In between all of these surgeries and treatments, Yoshi has managed to win a lot of photo contests, some with his best friend Zoie, another rescued Golden. Even though she has not had to deal with cancer, she has had her own problems with diabetes. She was blind when she came into Rescue in 2005. She had surgery to remove the cataracts and has been able to see very well until recently. It has been determined that she now has retinal deterioration, which is incurable, and will once again be blind. But we don't worry too much. She handled the blindness well before, and will once again.

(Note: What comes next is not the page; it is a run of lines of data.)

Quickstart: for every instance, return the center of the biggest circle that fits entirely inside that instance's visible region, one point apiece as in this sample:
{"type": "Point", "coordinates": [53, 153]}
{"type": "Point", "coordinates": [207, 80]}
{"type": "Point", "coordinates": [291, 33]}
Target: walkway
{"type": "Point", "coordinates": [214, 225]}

Yoshi and Zoie love to pose for Halloween photos, and I have attached a few. The photo of him laughing appears on the cover of the Mutts Shelter Stories book, and was also one of the top 10 finalists in the Humane Society Spay Day contest. That particular photo embodies everything that is Yoshi – his wonderful happy attitude! The other photos were various finalist and winners in lots of other contests, including the Dog Page A Day Calendar. That photo, which is Yoshi in his suit and Zoie dressed up in her finest, was also a Hallmark contest finalist.
Yoshi continues to improve. He has just returned from a camping trip with us to Flagstaff and did very well. He will never jump logs again or go for long hikes, but he can sure enjoy short walks in the woods and chewing on the big sticks he finds. Thank you for the opportunity to share the story of this big beautiful guy.